Proof of Corollary 2
Let $X$ be a locally compact metric space and $Y$ be a sequential space. According to the theorem shown here, $Y$ is the quotient space of a metric space. There exists a metric space $M$ such that $Y$ is the quotient image of $M$ . Let $q:M \rightarrow Y$ be a quotient map from $M$ onto $Y$ . Consider the mapping $f:X \times M \rightarrow X \times Y$ defined by $f(x,y)=(x,q(y))$ for all $(x,y) \in X \times M$ . By Theorem 1, $f$ is a quotient map. Since $X \times Y$ is the quotient image of the metric space $X \times M$ , we establish that $X \times Y$ is a sequential space. $\square$

Corollary 3 follows from Corollary 2 since any compact space is a locally compact space.

Proof of Corollary 4
Let $X$ be a locally compact space and let $Y$ be a k-space. According to the theorem shown here, there is a locally compact space $W$ such that $Y$ is the quotient image of $W$ . Let $q:W \rightarrow Y$ be a quotient map from $W$ onto $Y$ . Define $f:X \times W \rightarrow X \times Y$ by letting $f(x,y)=(x,q(y))$ for all $(x,y) \in X \times W$ . According to Theorem 1, $f$ is a quotient map. Since $X \times Y$ is the quotient image of the locally compact space $X \times W$ , we establish that $X \times Y$ is a k-space. $\square$

Sequential Fans

We illustrate the above corollaries using sequential fans. Sequential fans are sequential spaces. Products of sequential fans may no longer be sequential, in fact, may no longer be countably tight. In some cases, the tightness of a product of two sequential fans is dependent of your favorite set theory axiom (see here). However, the product of a sequential fan and a compact metric space is sequential.

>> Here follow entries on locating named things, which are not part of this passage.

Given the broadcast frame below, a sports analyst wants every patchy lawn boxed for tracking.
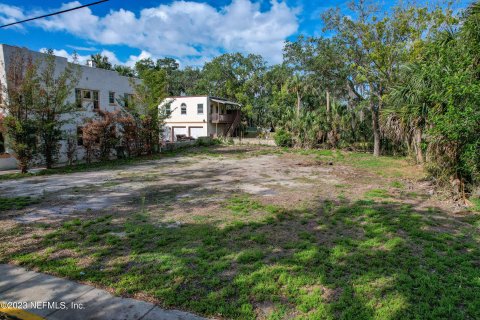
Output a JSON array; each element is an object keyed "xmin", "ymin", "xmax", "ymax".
[{"xmin": 0, "ymin": 147, "xmax": 480, "ymax": 319}]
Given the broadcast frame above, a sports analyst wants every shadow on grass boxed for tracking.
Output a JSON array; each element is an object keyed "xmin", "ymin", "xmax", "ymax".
[{"xmin": 2, "ymin": 199, "xmax": 480, "ymax": 319}]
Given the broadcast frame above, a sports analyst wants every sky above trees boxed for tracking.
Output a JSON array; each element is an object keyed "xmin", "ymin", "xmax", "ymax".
[{"xmin": 0, "ymin": 0, "xmax": 467, "ymax": 66}]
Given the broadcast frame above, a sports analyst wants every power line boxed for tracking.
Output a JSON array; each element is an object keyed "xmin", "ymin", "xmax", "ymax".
[{"xmin": 0, "ymin": 0, "xmax": 109, "ymax": 29}]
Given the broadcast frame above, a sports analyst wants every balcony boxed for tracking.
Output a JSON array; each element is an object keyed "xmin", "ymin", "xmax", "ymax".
[{"xmin": 212, "ymin": 113, "xmax": 235, "ymax": 123}]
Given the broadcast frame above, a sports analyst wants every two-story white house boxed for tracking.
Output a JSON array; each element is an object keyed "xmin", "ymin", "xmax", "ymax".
[
  {"xmin": 159, "ymin": 96, "xmax": 241, "ymax": 142},
  {"xmin": 0, "ymin": 44, "xmax": 139, "ymax": 170}
]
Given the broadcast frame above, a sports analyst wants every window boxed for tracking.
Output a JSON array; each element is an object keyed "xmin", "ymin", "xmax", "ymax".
[
  {"xmin": 0, "ymin": 132, "xmax": 5, "ymax": 153},
  {"xmin": 77, "ymin": 127, "xmax": 83, "ymax": 146},
  {"xmin": 82, "ymin": 90, "xmax": 92, "ymax": 100},
  {"xmin": 123, "ymin": 93, "xmax": 133, "ymax": 107},
  {"xmin": 108, "ymin": 91, "xmax": 115, "ymax": 104},
  {"xmin": 75, "ymin": 89, "xmax": 100, "ymax": 110},
  {"xmin": 92, "ymin": 91, "xmax": 100, "ymax": 110}
]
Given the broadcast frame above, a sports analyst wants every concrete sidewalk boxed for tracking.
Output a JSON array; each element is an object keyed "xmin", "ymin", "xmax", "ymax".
[{"xmin": 0, "ymin": 264, "xmax": 204, "ymax": 320}]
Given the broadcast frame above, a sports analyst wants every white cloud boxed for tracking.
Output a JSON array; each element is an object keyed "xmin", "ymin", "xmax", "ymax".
[
  {"xmin": 6, "ymin": 0, "xmax": 299, "ymax": 64},
  {"xmin": 39, "ymin": 48, "xmax": 151, "ymax": 67},
  {"xmin": 38, "ymin": 48, "xmax": 90, "ymax": 64},
  {"xmin": 123, "ymin": 50, "xmax": 154, "ymax": 68}
]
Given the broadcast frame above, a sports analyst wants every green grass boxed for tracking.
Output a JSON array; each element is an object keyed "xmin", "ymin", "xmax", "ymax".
[
  {"xmin": 4, "ymin": 198, "xmax": 480, "ymax": 319},
  {"xmin": 390, "ymin": 180, "xmax": 405, "ymax": 189},
  {"xmin": 0, "ymin": 197, "xmax": 37, "ymax": 211},
  {"xmin": 365, "ymin": 189, "xmax": 391, "ymax": 199}
]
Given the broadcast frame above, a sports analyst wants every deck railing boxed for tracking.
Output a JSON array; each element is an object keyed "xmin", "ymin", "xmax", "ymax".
[{"xmin": 212, "ymin": 113, "xmax": 235, "ymax": 123}]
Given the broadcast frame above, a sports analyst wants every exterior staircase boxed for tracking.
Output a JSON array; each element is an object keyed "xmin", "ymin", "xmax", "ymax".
[{"xmin": 224, "ymin": 110, "xmax": 242, "ymax": 138}]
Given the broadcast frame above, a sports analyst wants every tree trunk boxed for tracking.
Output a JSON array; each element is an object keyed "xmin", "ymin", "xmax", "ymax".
[
  {"xmin": 45, "ymin": 147, "xmax": 53, "ymax": 169},
  {"xmin": 327, "ymin": 90, "xmax": 330, "ymax": 117},
  {"xmin": 413, "ymin": 128, "xmax": 424, "ymax": 164},
  {"xmin": 297, "ymin": 91, "xmax": 302, "ymax": 117},
  {"xmin": 370, "ymin": 101, "xmax": 380, "ymax": 157}
]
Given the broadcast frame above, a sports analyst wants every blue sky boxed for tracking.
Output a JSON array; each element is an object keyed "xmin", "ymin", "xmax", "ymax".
[{"xmin": 0, "ymin": 0, "xmax": 468, "ymax": 66}]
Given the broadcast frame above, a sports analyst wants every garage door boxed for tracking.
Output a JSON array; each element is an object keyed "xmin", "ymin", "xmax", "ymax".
[
  {"xmin": 173, "ymin": 127, "xmax": 188, "ymax": 141},
  {"xmin": 190, "ymin": 127, "xmax": 205, "ymax": 139}
]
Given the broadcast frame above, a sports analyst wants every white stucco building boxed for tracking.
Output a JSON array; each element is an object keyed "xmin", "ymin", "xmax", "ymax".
[
  {"xmin": 0, "ymin": 44, "xmax": 138, "ymax": 170},
  {"xmin": 159, "ymin": 96, "xmax": 241, "ymax": 141}
]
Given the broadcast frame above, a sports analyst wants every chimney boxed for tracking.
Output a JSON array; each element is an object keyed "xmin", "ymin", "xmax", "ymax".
[{"xmin": 87, "ymin": 60, "xmax": 97, "ymax": 68}]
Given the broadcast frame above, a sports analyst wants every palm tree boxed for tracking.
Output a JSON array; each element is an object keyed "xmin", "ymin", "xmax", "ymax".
[{"xmin": 382, "ymin": 63, "xmax": 431, "ymax": 163}]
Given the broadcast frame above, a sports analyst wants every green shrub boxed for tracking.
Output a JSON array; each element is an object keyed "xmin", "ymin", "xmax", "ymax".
[
  {"xmin": 197, "ymin": 137, "xmax": 222, "ymax": 147},
  {"xmin": 274, "ymin": 129, "xmax": 293, "ymax": 147}
]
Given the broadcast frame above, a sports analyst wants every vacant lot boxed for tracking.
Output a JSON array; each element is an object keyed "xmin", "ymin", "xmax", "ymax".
[{"xmin": 0, "ymin": 147, "xmax": 480, "ymax": 319}]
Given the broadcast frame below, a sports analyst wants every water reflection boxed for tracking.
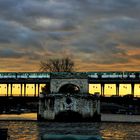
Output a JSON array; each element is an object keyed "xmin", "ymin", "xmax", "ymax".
[
  {"xmin": 100, "ymin": 123, "xmax": 140, "ymax": 140},
  {"xmin": 0, "ymin": 121, "xmax": 140, "ymax": 140}
]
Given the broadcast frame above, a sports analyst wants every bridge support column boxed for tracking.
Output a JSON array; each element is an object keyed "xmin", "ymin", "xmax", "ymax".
[
  {"xmin": 20, "ymin": 84, "xmax": 22, "ymax": 96},
  {"xmin": 24, "ymin": 84, "xmax": 26, "ymax": 97},
  {"xmin": 116, "ymin": 83, "xmax": 120, "ymax": 96},
  {"xmin": 10, "ymin": 84, "xmax": 13, "ymax": 96},
  {"xmin": 101, "ymin": 83, "xmax": 105, "ymax": 96},
  {"xmin": 34, "ymin": 84, "xmax": 36, "ymax": 97},
  {"xmin": 131, "ymin": 83, "xmax": 135, "ymax": 96},
  {"xmin": 7, "ymin": 84, "xmax": 9, "ymax": 96},
  {"xmin": 38, "ymin": 84, "xmax": 40, "ymax": 95}
]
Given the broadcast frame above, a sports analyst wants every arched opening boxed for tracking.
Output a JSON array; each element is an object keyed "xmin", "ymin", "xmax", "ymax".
[{"xmin": 59, "ymin": 84, "xmax": 80, "ymax": 93}]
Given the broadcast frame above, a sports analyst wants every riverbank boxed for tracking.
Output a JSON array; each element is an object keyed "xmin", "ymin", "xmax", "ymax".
[
  {"xmin": 0, "ymin": 113, "xmax": 140, "ymax": 123},
  {"xmin": 101, "ymin": 114, "xmax": 140, "ymax": 123},
  {"xmin": 0, "ymin": 113, "xmax": 37, "ymax": 121}
]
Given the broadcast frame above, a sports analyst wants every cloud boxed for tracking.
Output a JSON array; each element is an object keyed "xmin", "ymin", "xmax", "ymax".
[{"xmin": 0, "ymin": 0, "xmax": 140, "ymax": 71}]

Let $S$ be a convergent sequence including its limit. For convenience, denote $S=\{ q_0,q_1,q_2,\cdots \} \cup \{ q \}$ such that each $q_n$ is isolated and an open neighborhood of $q$ consists of the point $q$ and all but finitely many $q_n$ . To make things more concrete, we can also let $S=\{ 1,\frac{1}{2},\frac{1}{3},\cdots \} \cup \{ 0 \}$ with the usual Euclidean topology. Let $\kappa$ be an infinite cardinal number. Let $M(\kappa)$ be the topological sum of $\kappa$ many copies of $S$ . The space $S(\kappa)$ is defined as $M(\kappa)$ with all the sequential limit points identified as one point called $\infty$ . The space $S(\kappa)$ is called the sequential fan with $\kappa$ many spines. In $S(\kappa)$ , there are $\kappa$ many copies of $S \cup \{ \infty \}$ , which is called a spine.

Note that $M(\kappa)$ is a metric space. Because $S(\kappa)$ is the quotient image of $M(\kappa)$ , the sequential fan $S(\kappa)$ is a sequential space. In fact, $S(\kappa)$ is a Frechet space since it is a sequential space that does not contain a copy of the Arens’ space (see here). For the discussion of the Arens’ space, see here.

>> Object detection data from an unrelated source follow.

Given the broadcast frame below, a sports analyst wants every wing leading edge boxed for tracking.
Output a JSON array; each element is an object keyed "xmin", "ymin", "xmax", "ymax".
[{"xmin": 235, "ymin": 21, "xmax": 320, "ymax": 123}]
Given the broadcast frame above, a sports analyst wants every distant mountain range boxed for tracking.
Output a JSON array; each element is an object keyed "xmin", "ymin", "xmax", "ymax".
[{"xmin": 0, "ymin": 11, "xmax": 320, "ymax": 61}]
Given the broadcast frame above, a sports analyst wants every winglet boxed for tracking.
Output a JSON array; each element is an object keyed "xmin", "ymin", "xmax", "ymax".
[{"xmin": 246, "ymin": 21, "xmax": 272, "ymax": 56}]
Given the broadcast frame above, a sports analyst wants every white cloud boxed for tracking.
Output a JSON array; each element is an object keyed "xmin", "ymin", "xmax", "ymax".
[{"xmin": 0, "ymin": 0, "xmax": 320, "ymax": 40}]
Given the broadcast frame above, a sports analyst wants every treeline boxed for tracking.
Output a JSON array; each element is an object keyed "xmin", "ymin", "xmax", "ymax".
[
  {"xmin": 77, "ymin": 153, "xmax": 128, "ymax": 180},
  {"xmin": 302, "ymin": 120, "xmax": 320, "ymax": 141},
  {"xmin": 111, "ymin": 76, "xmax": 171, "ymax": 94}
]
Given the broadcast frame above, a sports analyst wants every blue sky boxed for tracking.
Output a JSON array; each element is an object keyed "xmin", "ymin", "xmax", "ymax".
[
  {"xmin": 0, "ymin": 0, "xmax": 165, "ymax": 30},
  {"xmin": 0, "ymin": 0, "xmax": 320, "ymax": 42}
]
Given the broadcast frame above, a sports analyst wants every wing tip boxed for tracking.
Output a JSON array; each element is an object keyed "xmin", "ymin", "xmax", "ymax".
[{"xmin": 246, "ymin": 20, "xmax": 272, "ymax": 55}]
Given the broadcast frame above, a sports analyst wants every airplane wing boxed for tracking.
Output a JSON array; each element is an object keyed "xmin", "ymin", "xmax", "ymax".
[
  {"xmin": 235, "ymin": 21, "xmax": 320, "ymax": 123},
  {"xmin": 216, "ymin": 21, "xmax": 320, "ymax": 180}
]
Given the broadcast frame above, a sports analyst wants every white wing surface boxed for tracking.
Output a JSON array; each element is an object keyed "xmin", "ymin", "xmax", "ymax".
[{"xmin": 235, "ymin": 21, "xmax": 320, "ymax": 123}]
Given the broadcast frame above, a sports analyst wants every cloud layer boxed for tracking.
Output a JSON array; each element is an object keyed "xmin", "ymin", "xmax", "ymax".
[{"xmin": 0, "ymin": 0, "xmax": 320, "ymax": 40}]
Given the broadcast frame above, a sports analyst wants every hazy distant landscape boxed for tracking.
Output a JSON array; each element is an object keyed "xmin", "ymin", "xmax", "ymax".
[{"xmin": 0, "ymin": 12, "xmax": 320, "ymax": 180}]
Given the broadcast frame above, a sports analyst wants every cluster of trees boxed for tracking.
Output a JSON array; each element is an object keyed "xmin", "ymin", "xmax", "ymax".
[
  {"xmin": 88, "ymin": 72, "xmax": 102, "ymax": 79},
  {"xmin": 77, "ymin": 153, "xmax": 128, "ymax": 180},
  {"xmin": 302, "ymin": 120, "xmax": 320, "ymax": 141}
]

According to Corollary 3, the product of the sequential fan $S(\kappa)$ and a compact metric space is a sequential space. In particular, the product $S(\kappa) \times S$ is always a sequential space. According to Corollary 4, $S(\kappa) \times S$ is a k-space. The fact that the product is both a sequential space and a k-space is not surprising. Whenever the spaces $X$ and $Y$ are sequential spaces, the product $X \times Y$ is a sequential space if and only if it is a k-space (see Theorem 2.2 [2]).

Reference

Engelking R., General Topology, Revised and Completed edition, Elsevier Science Publishers B. V., Heldermann Verlag, Berlin, 1989.

Tanaka Y., On Quasi-k-Spaces, Proc. Japan Acad., 46, 1074-1079, Berlin, 1970.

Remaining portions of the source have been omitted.